“By marrying you to that marketing director you told me about?” Nate asked incredulously. The idea that a man like that would make for a more favorable marriage prospect than Nate seemed almost insulting.
“It would be a financially advantageous match,” Agnes said, “and would come with none of the same strings. So why would your father announce the existence of another potential heir now, of all times? If he’d waited just one more week, I’d have signed the papers to make our engagement legally binding and it would have been nearly impossible for Synchrony to back out.”

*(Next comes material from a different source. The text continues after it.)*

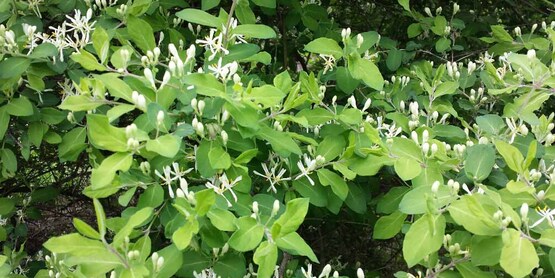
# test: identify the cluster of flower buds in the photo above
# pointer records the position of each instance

Nate stared at Agnes in mute astonishment. He didn’t think he’d ever heard her string so many words together before. And somehow, it had never quite occurred to him that Paxco might be getting the better out of their marriage arrangement. He’d focused on the relative size and wealth of their two states—and on Agnes’s lack of personal charms—and decided Agnes was marrying above herself. He had never considered that in marrying above herself, Agnes might have been making her state into a vassal of Paxco, and that that might not be so advantageous for Synchrony. Never considered that Chairman Belinski might have been anything other than ecstatic about the match.
Maybe if he’d paid more attention to business and politics, instead of putting it all off until “later,” he wouldn’t be standing there gaping like an idiot.
Nadia was not similarly surprised by Agnes’s assessment, but then she’d always been more politically aware than he.
“You’re right,” she told Agnes, nodding while her frown announced she was trying to figure out the mystery. “The timing is very strange. It seems like a serious blunder. But Chairman Hayes doesn’t make blunders. Perhaps Dorothy or her mother have been putting pressure on him to bring her out in public.”
Nate dismissed the idea with a shake of his head. “First of all, you know from personal experience how hard it is to put pressure on him.” He immediately wished he could take the words back, even before he saw Nadia’s warning look and the spark of interest in Agnes’s usually dull eyes. He couldn’t afford to be careless with his words. Agnes was shy, not stupid, although before now he’d been too hostile to notice.
“Besides, Dorothy can’t really put pressure on him because she isn’t really his daughter. Blackmail doesn’t work unless you actually have something.”
Once again, he braced himself for Nadia to argue about Dorothy’s paternity, and once again, she didn’t.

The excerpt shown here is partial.